Of all of the states in India, Assam is the place citizenship has been most intensely contested for many years. As a consequence, it could be anticipated that this stringent particular intensive revision of the voter rolls can be carried out most rigorously there.
Instead, the state will bear solely a milder “particular revision”, the place Booth Level Officers, who replace entries on the electoral rolls, will arrive at houses with pre-filled registers to establish duplicate entries – with out requiring voters to determine their citizenship with documentation.
A state constructed on verification
Assam is the one state the place Indian citizenship has been examined repeatedly, by quite a lot of instruments created expressly for the aim. This was the consequence of the Assam Movement between 1979 and 1985, which demanded that “foreigners” be deleted from the voter rolls. The motion claimed that thousands and thousands of immigrants from neighbouring Bangladesh had been granted Indian citizenship.
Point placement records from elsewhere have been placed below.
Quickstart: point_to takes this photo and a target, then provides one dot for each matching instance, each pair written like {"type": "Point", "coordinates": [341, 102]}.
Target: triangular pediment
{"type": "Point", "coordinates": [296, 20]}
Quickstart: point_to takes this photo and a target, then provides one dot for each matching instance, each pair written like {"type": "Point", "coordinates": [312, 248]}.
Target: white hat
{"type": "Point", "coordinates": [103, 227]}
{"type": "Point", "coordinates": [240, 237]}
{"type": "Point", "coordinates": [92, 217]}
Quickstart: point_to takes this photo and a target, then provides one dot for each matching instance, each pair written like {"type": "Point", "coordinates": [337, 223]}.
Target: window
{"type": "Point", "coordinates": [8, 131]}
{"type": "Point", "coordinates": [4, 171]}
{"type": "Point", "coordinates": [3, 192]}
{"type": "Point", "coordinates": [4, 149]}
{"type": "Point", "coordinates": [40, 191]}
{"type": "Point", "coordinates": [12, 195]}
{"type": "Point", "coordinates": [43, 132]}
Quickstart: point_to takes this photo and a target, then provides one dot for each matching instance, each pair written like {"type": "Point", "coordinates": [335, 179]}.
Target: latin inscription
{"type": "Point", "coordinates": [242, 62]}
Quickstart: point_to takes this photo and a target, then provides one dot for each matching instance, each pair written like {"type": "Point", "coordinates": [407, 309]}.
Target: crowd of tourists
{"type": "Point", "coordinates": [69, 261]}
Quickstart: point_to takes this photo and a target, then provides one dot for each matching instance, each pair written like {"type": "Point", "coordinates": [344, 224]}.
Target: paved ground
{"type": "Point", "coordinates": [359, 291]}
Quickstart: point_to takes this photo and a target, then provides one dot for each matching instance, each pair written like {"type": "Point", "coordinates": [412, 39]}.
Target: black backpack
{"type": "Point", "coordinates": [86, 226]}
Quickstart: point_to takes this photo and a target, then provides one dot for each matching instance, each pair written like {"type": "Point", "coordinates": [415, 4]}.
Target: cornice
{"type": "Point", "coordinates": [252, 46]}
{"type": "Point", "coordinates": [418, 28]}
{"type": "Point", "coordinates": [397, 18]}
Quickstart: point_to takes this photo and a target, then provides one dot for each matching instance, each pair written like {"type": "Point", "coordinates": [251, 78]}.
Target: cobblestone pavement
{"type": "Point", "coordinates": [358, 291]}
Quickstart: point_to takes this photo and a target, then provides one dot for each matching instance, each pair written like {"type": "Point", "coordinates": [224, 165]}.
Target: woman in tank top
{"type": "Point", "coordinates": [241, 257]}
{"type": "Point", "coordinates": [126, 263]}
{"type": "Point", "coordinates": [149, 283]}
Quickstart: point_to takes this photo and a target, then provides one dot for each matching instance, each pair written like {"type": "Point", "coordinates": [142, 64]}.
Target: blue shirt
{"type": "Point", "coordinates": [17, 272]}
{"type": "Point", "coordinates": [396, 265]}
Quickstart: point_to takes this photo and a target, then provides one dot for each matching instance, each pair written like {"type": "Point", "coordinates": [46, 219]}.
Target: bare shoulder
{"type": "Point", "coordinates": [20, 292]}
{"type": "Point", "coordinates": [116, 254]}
The agitation resulted within the creation of Section 6A of the Citizenship Act – a provision that applies solely to Assam. It says that anybody who entered the state after midnight on March 24, 1971, because the Bangladesh liberation motion intensified, should be handled as a foreigner except they will show that they or their ancestors lived in Assam earlier than that date.
To implement this regime, the Election Commission in 1997 launched the class of “D-voters” or “uncertain voters”, which permits the authorities to bar individuals from voting till they show their citizenship. Their instances are then despatched to Foreigners Tribunals, particular courts created in Assam to resolve who’s Indian.
All of this culminated in 2019 with the publication of the up to date National Register of Citizens, an enormous train of an inventory that exists solely in Assam. Every resident needed to produce household paperwork establishing that they or their households had lived within the state earlier than 1971. When the register was revealed, 19 lakh individuals had been excluded.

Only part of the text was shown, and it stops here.